In [1]:
%matplotlib inline

## Recursive Network Exercise

In this exercise, you should train a recursive neural network which can estimate the _free energy_ of an _RNA secondary structure_. In biology, RNA sequences fold to so-called secondary structures and it is assumed that secondary structures are preferred which have little free energy. Free energy is minimized if base pairs are joined in stable pairs.

For this task, though, you do not need to know anything about the actual biological specifics. You can just train a recursive neural net which infers the correct energy (a simple scalar) from a given tree.

### Report

For the report, please describe the architecture that you used to solve the task and generate the following plot. After training the network, generate 100 further trees and record for each tree the size using the `recursive_oracle.tree_size` function and the error `abs(y - y_predicted)`. Plot error against tree size in a scatter plot.
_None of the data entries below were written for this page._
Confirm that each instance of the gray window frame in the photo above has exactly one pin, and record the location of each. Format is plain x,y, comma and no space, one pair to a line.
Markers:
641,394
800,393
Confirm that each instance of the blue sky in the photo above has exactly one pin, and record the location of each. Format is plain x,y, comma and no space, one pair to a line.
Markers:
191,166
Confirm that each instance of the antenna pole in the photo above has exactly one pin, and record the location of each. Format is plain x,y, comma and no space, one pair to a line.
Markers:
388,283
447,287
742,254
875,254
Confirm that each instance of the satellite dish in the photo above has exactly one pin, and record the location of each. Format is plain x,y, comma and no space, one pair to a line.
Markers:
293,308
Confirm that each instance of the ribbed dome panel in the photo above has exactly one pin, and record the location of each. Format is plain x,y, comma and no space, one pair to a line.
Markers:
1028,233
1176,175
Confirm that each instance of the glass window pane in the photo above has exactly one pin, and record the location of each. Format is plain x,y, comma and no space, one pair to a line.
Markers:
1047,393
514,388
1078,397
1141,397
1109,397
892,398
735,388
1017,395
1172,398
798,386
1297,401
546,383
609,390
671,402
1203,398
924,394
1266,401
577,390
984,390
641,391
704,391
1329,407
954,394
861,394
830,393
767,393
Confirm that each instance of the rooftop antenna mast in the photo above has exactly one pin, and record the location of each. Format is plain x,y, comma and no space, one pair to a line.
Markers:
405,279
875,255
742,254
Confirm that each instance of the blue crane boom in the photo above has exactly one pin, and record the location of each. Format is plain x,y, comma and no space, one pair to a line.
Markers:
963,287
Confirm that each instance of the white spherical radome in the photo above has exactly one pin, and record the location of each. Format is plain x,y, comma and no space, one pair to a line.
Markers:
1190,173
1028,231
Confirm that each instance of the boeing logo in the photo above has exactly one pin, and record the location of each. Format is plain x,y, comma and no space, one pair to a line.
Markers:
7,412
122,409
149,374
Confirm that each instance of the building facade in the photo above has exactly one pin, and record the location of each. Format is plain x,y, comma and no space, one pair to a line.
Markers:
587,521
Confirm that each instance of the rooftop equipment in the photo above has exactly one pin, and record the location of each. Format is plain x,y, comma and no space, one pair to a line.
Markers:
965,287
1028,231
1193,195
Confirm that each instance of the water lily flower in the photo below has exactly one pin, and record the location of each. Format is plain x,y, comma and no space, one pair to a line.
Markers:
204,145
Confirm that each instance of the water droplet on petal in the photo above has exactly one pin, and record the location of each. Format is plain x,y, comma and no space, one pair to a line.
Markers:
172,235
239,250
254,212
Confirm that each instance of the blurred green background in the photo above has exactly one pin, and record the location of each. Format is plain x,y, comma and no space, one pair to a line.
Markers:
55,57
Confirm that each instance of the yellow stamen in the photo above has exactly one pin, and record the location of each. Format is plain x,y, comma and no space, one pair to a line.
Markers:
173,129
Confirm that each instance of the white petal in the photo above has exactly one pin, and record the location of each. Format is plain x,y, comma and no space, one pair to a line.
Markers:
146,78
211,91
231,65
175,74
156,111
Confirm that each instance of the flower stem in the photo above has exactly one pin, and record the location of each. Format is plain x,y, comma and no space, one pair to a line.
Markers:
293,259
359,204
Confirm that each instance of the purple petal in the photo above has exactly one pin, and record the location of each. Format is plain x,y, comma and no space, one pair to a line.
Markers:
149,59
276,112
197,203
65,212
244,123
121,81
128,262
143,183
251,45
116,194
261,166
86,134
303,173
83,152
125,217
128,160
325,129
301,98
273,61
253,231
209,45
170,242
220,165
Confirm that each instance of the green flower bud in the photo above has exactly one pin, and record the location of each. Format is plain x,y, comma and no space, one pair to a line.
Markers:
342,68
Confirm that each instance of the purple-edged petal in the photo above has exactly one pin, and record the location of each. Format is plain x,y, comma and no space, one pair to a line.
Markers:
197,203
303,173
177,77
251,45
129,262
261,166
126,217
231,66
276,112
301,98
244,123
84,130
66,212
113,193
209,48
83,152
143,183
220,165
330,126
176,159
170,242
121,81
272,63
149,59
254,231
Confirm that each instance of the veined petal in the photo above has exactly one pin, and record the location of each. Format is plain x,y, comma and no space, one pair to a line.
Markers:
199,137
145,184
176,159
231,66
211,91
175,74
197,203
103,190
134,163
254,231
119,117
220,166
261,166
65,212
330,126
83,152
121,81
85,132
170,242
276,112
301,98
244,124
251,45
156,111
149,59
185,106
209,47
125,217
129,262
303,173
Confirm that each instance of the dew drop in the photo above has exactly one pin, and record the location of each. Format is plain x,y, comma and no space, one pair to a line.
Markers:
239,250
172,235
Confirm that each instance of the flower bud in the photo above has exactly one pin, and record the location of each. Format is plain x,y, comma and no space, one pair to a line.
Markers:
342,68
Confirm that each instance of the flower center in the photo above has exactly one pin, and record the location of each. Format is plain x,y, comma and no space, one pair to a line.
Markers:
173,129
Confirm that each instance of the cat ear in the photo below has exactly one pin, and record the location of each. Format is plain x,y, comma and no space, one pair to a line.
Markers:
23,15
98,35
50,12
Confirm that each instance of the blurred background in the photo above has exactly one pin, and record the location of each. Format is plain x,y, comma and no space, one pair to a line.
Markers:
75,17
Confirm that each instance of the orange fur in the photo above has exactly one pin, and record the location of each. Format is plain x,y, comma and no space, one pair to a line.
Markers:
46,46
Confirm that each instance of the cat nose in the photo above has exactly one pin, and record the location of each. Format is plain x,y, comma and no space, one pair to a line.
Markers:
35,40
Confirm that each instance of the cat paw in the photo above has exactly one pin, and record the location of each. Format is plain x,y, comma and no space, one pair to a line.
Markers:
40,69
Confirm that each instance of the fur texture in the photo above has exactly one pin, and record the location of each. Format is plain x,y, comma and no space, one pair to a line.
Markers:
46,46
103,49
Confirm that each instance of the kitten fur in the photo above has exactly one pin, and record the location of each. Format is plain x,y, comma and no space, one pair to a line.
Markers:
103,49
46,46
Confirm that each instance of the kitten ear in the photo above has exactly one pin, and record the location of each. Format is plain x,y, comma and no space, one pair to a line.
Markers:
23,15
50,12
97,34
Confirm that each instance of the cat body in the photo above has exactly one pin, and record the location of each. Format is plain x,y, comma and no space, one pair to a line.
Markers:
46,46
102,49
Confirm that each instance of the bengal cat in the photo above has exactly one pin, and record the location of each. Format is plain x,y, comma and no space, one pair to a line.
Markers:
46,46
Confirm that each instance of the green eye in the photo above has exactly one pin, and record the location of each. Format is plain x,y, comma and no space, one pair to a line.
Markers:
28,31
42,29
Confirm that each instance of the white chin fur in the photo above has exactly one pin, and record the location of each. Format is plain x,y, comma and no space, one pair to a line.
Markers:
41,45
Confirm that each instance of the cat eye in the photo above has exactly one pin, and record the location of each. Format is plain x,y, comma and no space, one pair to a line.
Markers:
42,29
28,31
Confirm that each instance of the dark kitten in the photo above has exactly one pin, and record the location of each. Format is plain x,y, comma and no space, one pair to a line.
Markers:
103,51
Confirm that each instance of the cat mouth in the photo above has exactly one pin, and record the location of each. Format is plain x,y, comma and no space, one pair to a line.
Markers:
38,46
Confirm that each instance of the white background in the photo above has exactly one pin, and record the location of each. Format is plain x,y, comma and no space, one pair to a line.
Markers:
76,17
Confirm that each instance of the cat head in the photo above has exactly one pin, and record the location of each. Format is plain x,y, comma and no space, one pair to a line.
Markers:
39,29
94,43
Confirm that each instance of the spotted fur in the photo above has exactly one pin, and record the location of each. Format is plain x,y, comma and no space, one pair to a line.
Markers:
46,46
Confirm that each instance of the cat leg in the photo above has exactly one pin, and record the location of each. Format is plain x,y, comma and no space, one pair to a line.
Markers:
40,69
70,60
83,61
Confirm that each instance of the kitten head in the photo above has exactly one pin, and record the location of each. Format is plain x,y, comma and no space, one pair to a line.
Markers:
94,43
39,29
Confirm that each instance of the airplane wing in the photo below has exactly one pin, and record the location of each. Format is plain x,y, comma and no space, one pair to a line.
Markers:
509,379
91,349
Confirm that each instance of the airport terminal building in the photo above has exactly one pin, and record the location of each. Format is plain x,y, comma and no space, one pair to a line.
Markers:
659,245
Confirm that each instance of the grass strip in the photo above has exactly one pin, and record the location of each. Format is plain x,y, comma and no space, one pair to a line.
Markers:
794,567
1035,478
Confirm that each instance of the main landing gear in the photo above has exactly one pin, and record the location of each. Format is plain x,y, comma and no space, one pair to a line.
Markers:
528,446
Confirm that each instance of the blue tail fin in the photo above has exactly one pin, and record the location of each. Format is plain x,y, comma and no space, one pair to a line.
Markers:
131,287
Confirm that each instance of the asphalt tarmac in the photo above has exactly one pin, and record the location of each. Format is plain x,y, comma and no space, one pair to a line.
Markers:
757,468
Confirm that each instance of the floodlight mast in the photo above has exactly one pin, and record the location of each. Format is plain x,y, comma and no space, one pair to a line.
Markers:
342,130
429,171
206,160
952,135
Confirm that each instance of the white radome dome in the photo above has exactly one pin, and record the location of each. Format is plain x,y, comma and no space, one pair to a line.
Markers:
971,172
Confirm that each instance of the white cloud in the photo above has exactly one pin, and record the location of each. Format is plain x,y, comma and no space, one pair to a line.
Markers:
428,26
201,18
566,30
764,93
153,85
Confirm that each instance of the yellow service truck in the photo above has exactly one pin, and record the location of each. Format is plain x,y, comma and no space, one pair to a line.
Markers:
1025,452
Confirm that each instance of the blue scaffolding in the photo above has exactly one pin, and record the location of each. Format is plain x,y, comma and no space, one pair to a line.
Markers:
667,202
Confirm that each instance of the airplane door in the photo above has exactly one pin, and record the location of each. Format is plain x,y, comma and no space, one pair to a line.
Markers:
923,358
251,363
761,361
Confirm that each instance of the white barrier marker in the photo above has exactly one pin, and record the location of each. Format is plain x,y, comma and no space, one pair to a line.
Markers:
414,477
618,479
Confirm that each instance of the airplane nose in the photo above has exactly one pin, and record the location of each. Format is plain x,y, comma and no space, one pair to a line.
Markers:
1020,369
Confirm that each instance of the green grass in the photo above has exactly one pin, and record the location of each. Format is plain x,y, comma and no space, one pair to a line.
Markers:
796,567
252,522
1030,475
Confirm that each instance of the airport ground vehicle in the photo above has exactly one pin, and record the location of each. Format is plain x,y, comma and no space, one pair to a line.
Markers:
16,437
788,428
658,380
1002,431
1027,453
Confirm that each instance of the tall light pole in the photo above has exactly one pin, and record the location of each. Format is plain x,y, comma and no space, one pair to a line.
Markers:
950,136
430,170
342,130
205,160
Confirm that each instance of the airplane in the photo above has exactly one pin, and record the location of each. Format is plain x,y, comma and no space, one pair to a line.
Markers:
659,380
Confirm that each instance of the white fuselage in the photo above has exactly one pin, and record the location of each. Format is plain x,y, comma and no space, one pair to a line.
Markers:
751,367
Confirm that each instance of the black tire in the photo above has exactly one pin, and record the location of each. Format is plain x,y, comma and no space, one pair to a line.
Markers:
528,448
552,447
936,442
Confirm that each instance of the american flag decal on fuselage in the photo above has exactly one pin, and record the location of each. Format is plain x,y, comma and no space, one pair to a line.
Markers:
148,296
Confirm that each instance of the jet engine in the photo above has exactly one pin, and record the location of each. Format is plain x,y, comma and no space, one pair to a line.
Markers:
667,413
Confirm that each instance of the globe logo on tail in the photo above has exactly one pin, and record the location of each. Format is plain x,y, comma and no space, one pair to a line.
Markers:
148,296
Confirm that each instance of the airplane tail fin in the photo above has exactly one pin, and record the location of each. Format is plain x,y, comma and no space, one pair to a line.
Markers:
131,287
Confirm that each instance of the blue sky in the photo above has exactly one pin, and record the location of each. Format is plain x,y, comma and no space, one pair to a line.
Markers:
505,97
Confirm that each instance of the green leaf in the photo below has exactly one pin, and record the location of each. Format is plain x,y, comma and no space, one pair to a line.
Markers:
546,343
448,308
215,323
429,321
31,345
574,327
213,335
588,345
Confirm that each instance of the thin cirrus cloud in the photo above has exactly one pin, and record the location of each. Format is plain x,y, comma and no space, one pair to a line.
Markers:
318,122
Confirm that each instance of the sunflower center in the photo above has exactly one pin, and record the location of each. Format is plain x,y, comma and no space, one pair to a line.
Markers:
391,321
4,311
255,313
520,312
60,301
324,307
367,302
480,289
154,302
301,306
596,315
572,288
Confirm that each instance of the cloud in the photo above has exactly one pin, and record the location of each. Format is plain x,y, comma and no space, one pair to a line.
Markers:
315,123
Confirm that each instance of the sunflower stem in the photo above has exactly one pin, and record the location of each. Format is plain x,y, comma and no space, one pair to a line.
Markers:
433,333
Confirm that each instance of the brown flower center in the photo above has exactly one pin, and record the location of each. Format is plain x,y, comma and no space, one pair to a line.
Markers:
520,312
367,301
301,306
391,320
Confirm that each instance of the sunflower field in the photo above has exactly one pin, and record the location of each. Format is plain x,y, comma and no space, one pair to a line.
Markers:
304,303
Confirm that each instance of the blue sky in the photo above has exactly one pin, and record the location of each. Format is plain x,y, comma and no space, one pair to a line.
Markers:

<strong>Note:</strong> Please use the `exercise_sheet_template.tex` to generate your report. Your report is due on *Friday, March 15th, 10am* as single-page PDF to [aschulz@techfak.uni-bielefeld.de](mailto:aschulz@techfak.uni-bielefeld.de). Please start your e-mail subject with the words *[Deep Learning]*.

### Advice

Do not try to map directly to the energy because a one-dimensional encoding may carry too little information. Rather, apply a recursive neural network to a low-dimensional encoding space first and then another neural network which predicts from the encoding the free energy.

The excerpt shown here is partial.